22 Aralık 2011 Perşembe

Ayın Blogu: Harika Bileşim


Hani hayatın rutin akışına kaptırıp gidiyoruz ya bazen, adeta kör gözle yapıyoruz işleri. Evimiz bildiktir, işlerimiz bildik, çocuklarımızın işleri ve dahi ilişkilerimiz. Sıkıcıdır böylesi. Sanki sıkı bir çemberle çevrelenmişsinizdir, dışarı çıkmak olası değildir. Ve bazen minik bir gedik açılır o çemberde, önce tedirginsinizdir, derken meraklı gözlerle dışarıyı süzüverirsiniz. Yeni yerler, yeni yüzler hoşunuza gider, süzmeyi süzülmeyi bir kenara bırakır, aşina olduğunuz çemberden bu yeni dünyaya giriverirsiniz. Giderek dahil olursunuz o dünyaya, o dünya da sizin hayatınıza.

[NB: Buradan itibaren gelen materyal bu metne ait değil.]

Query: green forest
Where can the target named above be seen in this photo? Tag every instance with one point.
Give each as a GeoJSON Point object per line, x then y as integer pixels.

Çemberiniz hem esner, hem de genişler. Memnunsunuzdur gidişattan. Arada arızalar çıkar, ilkinde sarsılır belki de aşırı tepki verirsiniz, derken o minik arızalar ehemmiyetlerini büyük oranda kaybeder, büyük resme odaklanır ve bu yeni hale şükredersiniz.
İşte Blog dünyasına adım atmam böylesi bir his uyandırıyor bende. Evde, kendi kendime cebelleşirken rutinimle birden karşıma çıkan ve dahası içine girdiğim bu alemden çoğunlukla memnunum. Hem oturduğum yerden dışarıya açılan kapım burası, hem sığınağım, hem dert ortağım. Ve en önemlisi, her an yenilenen bir yanı var buranın.

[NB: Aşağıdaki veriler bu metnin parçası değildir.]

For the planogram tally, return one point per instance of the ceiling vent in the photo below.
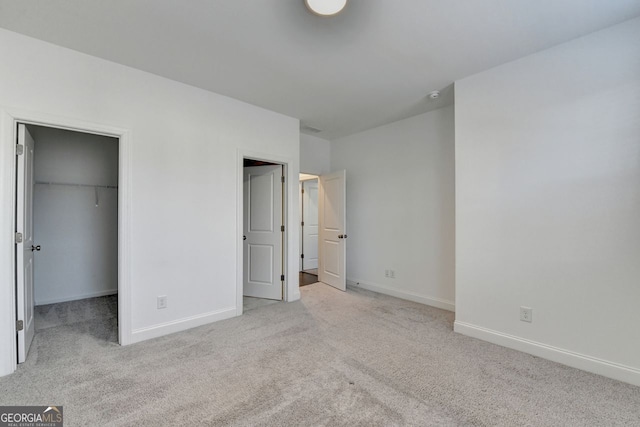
(309, 129)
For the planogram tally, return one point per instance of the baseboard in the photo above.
(575, 360)
(179, 325)
(77, 297)
(433, 302)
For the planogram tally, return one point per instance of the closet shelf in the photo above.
(77, 185)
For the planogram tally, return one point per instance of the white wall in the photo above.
(79, 239)
(400, 207)
(184, 179)
(315, 155)
(548, 203)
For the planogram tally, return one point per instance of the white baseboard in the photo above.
(77, 297)
(433, 302)
(575, 360)
(179, 325)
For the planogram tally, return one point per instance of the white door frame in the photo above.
(290, 204)
(9, 118)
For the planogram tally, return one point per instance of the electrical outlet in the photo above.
(162, 302)
(526, 314)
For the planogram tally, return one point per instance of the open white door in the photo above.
(263, 243)
(310, 224)
(24, 245)
(332, 229)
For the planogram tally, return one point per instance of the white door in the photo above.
(24, 249)
(332, 229)
(310, 224)
(263, 260)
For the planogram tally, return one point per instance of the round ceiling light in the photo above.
(326, 7)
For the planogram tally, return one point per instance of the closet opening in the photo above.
(67, 212)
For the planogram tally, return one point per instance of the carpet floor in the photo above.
(305, 278)
(334, 358)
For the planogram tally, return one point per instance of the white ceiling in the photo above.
(371, 65)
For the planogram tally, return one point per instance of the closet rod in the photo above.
(77, 185)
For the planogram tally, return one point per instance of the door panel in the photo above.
(332, 230)
(310, 229)
(262, 220)
(261, 264)
(24, 253)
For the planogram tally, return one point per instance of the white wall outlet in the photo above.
(526, 314)
(162, 302)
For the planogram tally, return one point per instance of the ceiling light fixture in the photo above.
(326, 7)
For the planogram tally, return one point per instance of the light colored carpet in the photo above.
(333, 358)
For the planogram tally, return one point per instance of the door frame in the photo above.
(9, 119)
(290, 291)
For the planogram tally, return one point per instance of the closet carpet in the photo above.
(334, 358)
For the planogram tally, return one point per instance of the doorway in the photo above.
(323, 229)
(264, 231)
(308, 229)
(67, 213)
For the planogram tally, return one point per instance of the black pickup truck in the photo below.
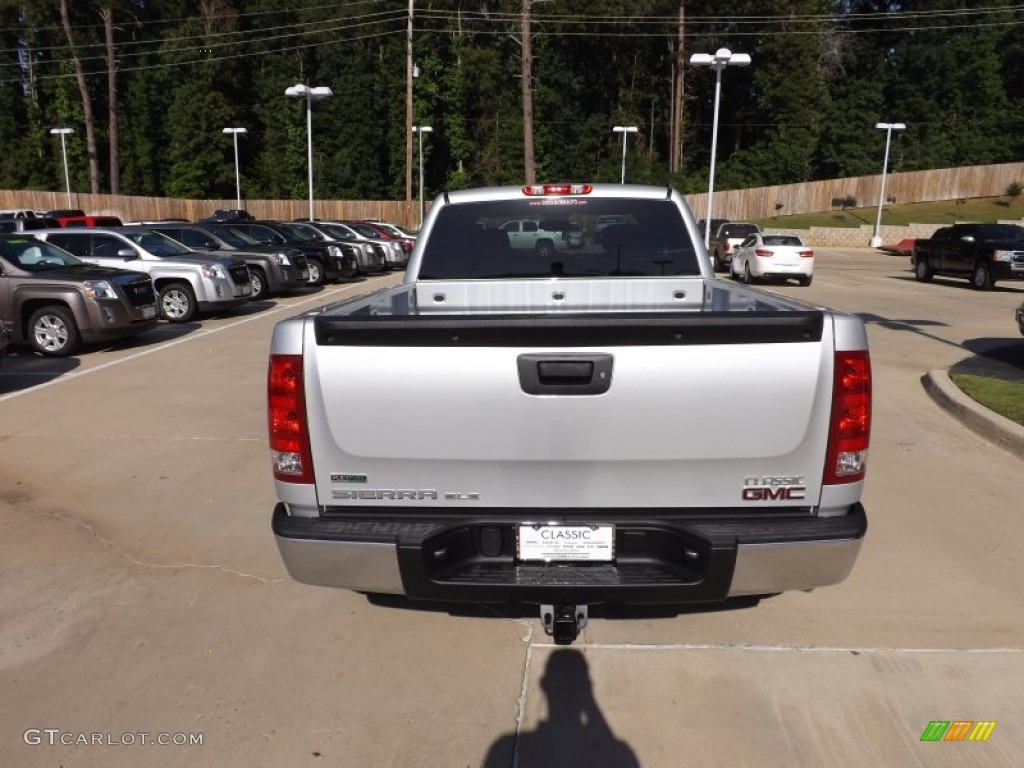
(981, 253)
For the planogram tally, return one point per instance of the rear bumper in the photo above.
(658, 560)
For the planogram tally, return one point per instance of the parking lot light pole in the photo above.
(888, 128)
(64, 154)
(310, 94)
(723, 57)
(625, 130)
(420, 130)
(238, 177)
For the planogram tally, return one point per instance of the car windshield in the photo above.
(737, 230)
(781, 240)
(365, 229)
(300, 232)
(35, 255)
(338, 231)
(232, 237)
(622, 237)
(392, 230)
(157, 244)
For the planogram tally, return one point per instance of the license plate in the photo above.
(566, 543)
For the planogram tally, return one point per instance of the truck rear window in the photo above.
(594, 238)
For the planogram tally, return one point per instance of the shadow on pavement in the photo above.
(23, 370)
(576, 732)
(993, 357)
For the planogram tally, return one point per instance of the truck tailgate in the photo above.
(681, 411)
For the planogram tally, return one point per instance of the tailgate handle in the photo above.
(564, 374)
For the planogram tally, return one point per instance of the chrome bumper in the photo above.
(335, 556)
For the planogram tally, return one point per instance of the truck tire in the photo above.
(177, 302)
(52, 332)
(544, 248)
(981, 278)
(258, 279)
(315, 271)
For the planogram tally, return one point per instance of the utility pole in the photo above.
(409, 117)
(529, 166)
(676, 156)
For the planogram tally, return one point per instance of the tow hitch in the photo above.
(563, 622)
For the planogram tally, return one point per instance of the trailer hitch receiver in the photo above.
(563, 622)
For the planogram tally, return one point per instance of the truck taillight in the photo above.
(849, 430)
(287, 420)
(543, 190)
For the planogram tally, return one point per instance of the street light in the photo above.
(888, 128)
(722, 58)
(625, 130)
(238, 178)
(64, 153)
(310, 94)
(421, 129)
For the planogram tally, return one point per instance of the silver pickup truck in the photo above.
(569, 432)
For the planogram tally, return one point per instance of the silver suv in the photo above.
(186, 283)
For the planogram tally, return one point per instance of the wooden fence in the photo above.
(810, 197)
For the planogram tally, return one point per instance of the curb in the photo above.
(999, 430)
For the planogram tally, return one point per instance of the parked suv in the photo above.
(273, 269)
(54, 302)
(369, 256)
(186, 283)
(725, 238)
(544, 237)
(327, 261)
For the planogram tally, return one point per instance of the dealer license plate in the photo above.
(566, 543)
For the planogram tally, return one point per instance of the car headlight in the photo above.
(213, 270)
(98, 289)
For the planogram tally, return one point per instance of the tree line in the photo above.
(514, 90)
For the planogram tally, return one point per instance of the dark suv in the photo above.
(327, 261)
(273, 269)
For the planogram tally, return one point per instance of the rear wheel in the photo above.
(981, 278)
(177, 302)
(52, 332)
(315, 271)
(922, 270)
(258, 279)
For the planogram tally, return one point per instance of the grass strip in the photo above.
(1005, 397)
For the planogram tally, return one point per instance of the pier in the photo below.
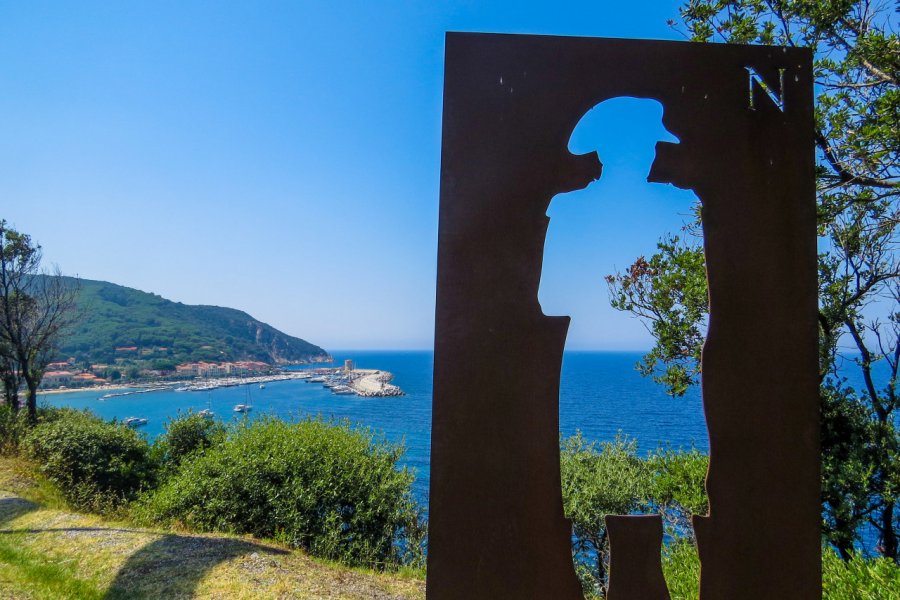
(366, 383)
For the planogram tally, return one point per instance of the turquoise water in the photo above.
(600, 395)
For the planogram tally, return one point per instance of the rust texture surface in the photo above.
(497, 528)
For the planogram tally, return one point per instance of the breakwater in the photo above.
(366, 383)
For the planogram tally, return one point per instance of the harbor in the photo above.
(346, 380)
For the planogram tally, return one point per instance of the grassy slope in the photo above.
(47, 552)
(116, 316)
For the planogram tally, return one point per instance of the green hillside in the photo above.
(165, 332)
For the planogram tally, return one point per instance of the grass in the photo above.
(49, 552)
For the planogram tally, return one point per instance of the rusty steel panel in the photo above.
(497, 528)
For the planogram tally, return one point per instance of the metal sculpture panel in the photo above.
(743, 115)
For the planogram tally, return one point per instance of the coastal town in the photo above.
(205, 376)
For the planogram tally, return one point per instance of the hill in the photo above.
(124, 323)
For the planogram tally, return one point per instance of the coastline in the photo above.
(91, 388)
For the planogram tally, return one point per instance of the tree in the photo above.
(609, 478)
(857, 67)
(599, 479)
(36, 309)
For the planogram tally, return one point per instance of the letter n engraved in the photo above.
(756, 81)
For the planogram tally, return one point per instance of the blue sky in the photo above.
(283, 158)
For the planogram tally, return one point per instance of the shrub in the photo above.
(96, 465)
(324, 487)
(13, 427)
(184, 435)
(859, 578)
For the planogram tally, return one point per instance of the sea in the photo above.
(601, 395)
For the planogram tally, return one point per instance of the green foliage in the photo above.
(857, 119)
(96, 465)
(859, 578)
(609, 478)
(167, 333)
(330, 489)
(678, 487)
(669, 291)
(13, 428)
(185, 435)
(681, 568)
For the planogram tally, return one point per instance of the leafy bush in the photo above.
(13, 427)
(859, 578)
(327, 488)
(681, 567)
(856, 579)
(184, 435)
(96, 465)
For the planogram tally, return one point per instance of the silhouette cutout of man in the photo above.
(579, 243)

Gerçek hayatta ilişkilerimiz kısıtlı. Kendimiz gibilerle veya önceden gelen ilişkilerle devam ediyoruz hayata. Yeni yüzler, yeni hayatlar çok sık girmiyor hayatımıza. Hele ki evden çıkmak dahi pek mümkün değilken, değil yeni ilişkiler kurmak, eskilerini dahi kaybetmek tehlikesini yaşıyoruz. Ve belki de bu durumun endişesiyle korkuya kapılıyoruz. En azından benim için durum bu şekilde.

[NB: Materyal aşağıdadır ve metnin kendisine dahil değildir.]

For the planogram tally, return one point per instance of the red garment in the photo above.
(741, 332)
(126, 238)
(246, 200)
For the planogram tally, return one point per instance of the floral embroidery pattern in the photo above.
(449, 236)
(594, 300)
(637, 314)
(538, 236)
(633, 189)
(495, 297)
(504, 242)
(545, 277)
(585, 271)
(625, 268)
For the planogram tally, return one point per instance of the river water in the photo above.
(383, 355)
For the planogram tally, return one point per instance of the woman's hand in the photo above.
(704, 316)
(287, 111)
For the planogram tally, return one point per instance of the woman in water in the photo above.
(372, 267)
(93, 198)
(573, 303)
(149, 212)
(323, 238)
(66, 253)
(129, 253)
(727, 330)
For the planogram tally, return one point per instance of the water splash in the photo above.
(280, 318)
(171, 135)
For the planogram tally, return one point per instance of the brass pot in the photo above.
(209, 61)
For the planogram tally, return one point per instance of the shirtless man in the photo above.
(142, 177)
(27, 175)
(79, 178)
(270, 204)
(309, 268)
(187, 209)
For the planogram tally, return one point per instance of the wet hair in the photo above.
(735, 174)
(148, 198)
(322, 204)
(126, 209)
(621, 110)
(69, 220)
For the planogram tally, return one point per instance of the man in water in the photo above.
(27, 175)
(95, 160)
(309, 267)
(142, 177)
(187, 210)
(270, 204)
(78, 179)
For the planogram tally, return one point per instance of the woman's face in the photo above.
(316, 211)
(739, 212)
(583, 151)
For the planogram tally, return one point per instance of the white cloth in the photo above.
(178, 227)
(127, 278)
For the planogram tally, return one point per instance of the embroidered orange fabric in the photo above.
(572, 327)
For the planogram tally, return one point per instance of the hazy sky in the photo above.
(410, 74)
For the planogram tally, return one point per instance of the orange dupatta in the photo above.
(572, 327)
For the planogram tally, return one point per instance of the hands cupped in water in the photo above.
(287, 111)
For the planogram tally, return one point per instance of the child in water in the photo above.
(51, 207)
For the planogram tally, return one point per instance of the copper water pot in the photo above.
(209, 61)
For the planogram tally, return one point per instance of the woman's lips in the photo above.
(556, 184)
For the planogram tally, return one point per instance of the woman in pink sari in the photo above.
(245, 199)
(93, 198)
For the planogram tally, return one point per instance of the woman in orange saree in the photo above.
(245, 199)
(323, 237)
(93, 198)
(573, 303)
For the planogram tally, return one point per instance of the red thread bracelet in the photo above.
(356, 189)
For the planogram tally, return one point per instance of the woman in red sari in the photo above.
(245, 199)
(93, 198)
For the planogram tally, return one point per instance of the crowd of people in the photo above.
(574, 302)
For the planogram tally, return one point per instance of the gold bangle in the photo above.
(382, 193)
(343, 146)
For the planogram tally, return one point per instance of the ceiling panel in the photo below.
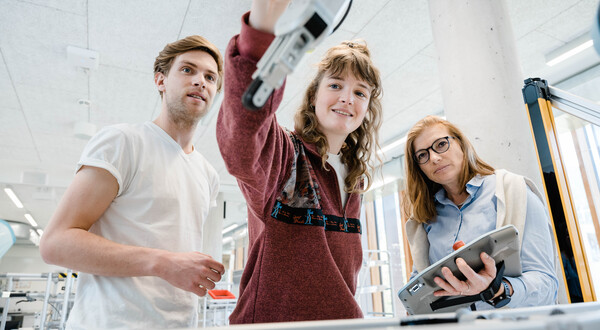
(218, 21)
(130, 98)
(130, 34)
(572, 22)
(77, 7)
(529, 15)
(8, 97)
(398, 32)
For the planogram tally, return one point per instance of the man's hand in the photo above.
(191, 271)
(475, 282)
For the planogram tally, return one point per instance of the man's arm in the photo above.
(67, 242)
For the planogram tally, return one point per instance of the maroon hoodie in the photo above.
(304, 247)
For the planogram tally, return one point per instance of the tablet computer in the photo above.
(500, 244)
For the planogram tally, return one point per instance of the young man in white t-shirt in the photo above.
(131, 221)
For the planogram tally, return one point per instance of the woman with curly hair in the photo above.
(302, 187)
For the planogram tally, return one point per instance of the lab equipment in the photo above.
(301, 27)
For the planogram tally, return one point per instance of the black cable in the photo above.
(343, 17)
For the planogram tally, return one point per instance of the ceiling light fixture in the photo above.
(30, 219)
(13, 197)
(569, 50)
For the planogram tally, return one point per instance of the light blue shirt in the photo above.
(538, 284)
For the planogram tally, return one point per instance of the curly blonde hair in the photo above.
(420, 190)
(360, 145)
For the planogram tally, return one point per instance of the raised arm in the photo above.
(256, 150)
(67, 242)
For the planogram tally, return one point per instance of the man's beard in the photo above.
(181, 116)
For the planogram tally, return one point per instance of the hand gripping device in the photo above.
(301, 27)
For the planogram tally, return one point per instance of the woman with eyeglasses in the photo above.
(453, 195)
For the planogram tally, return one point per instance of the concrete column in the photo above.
(212, 237)
(481, 81)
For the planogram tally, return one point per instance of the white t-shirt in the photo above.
(163, 201)
(341, 171)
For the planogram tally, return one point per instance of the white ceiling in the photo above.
(39, 89)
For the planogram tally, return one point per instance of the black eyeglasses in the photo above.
(440, 146)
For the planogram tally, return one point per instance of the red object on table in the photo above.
(458, 245)
(221, 294)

Son günlerde, bu düşüncelerin etkisiyle çok sık şükrediyorum. Çünkü bloglara girdim gireli, her an yeni insanlarla tanışıyorum.  Gençler-yaşlılar, evliler-bekarlar, anneler va hatta babalar. Ve dahası gerçek hayatta muhtemeldir ki tanıma imkanı bulmayacağım çeşit çeşit insanlar. Girişkenler-çekingenler, iyimserler-kötümserler, gerçekçiler-hayalciler, sıradanlar-sıradışılar, yaratıcılar-yaratıcılara hayran hayran bakanlar vesaire. Hayat gibi bir karma mevcut hasılı burada da. Bir de bu karmaşada, birbirini bulan yetenekli insanlar var mesela. Birinin hayalinde canlandırdığı sahneyi yahut yazıya döktüklerini resme döken, çizen bir diğeri çıkıyor mesela. Birinin hayallerini de çağa uyduran, uygulama geliştiriciler var mesela. Anne olmak birleştiriyor hepsini bir noktada. Ve harikulade bir iş çıkartıyorlar ortaya. İşte bu harika bileşimlerden birinin çok güzel iki bileşeni, hatta belki de en iyi örneği: Özgür Anne ve Olmadık İşler Peşinde!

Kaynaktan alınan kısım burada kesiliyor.